For more information, please visit the [HuggingFace website](https://huggingface.co/).



Model Description

Stable LM 2 1.6B is a 1.6 billion parameter decoder-only language model pre-trained on 2 trillion tokens of diverse multilingual and code datasets for two epochs.



Usage

Get started generating text with Stable LM 2 1.6B by using the following code snippet:

from transformers import AutoModelForCausalLM, AutoTokenizer
tokenizer = AutoTokenizer.from_pretrained("stabilityai/stablelm-2-1_6b", trust_remote_code=True)
model = AutoModelForCausalLM.from_pretrained(
  "stabilityai/stablelm-2-1_6b",
  trust_remote_code=True,
  torch_dtype="auto",
)
model.cuda()
inputs = tokenizer("The weather is always wonderful", return_tensors="pt").to(model.device)
tokens = model.generate(
  **inputs,
  max_new_tokens=64,
  temperature=0.70,
  top_p=0.95,
  do_sample=True,
)
print(tokenizer.decode(tokens[0], skip_special_tokens=True))

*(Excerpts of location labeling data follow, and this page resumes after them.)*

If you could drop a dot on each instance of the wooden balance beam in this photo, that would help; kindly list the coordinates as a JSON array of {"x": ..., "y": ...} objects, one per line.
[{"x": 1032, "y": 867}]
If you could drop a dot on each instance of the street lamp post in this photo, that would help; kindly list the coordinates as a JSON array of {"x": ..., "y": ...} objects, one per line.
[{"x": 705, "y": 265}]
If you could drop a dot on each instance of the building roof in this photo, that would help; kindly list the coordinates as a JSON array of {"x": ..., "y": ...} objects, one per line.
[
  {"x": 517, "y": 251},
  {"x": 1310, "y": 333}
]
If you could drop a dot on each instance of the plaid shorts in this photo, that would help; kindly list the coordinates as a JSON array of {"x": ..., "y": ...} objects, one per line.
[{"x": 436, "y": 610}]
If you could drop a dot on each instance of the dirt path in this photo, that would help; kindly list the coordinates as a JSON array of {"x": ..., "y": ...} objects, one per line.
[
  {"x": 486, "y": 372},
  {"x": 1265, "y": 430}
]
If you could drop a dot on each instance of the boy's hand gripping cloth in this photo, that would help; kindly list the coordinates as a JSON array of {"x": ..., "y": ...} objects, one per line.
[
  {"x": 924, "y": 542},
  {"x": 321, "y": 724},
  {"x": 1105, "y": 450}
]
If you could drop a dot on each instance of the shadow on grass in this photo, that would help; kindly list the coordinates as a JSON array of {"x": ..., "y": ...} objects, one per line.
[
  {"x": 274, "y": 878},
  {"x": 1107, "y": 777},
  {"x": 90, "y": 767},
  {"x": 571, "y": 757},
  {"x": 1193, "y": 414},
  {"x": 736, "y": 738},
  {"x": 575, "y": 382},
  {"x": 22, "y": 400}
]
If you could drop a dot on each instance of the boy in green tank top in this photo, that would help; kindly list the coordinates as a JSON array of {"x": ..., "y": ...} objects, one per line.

Run with Flash Attention 2 ⚡️

Click to expand
from transformers import AutoModelForCausalLM, AutoTokenizer
tokenizer = AutoTokenizer.from_pretrained("stabilityai/stablelm-2-1_6b", trust_remote_code=True)
model = AutoModelForCausalLM.from_pretrained(
  "stabilityai/stablelm-2-1_6b",
  trust_remote_code=True,
  torch_dtype="auto",
  attn_implementation="flash_attention_2",
)
model.cuda()
inputs = tokenizer("The weather is always wonderful", return_tensors="pt").to(model.device)
tokens = model.generate(
  **inputs,
  max_new_tokens=64,
  temperature=0.70,
  top_p=0.95,
  do_sample=True,
)
print(tokenizer.decode(tokens[0], skip_special_tokens=True))



Model Details

  • Developed by: Stability AI
  • Model type: Stable LM 2 1.6B models are auto-regressive language models based on the transformer decoder architecture.
  • Language(s): English
  • Library: GPT-NeoX
  • License: Stability AI Non-Commercial Research Community License. If you’d like to use this model for commercial products or purposes, please contact us here to learn more.
  • Contact: For questions and comments about the model, please email lm@stability.ai



Model Architecture

The model is a decoder-only transformer similar to the LLaMA (Touvron et al., 2023) architecture with the following modifications:

Parameters Hidden Size Layers Heads Sequence Length
1,644,417,024 2048 24 32 4096



Training



Training Dataset

The dataset is comprised of a filtered mixture of open-source large-scale datasets available on the HuggingFace Hub: Falcon RefinedWeb extract (Penedo et al., 2023), RedPajama-Data (Together Computer., 2023) and The Pile (Gao et al., 2020) both without the Books3 subset, and StarCoder (Li et al., 2023). We further supplement our training with multi-lingual data from CulturaX (Nguyen et al., 2023) and, in particular, from its OSCAR corpora, as well as restructured data in the style of Yuan & Liu (2022).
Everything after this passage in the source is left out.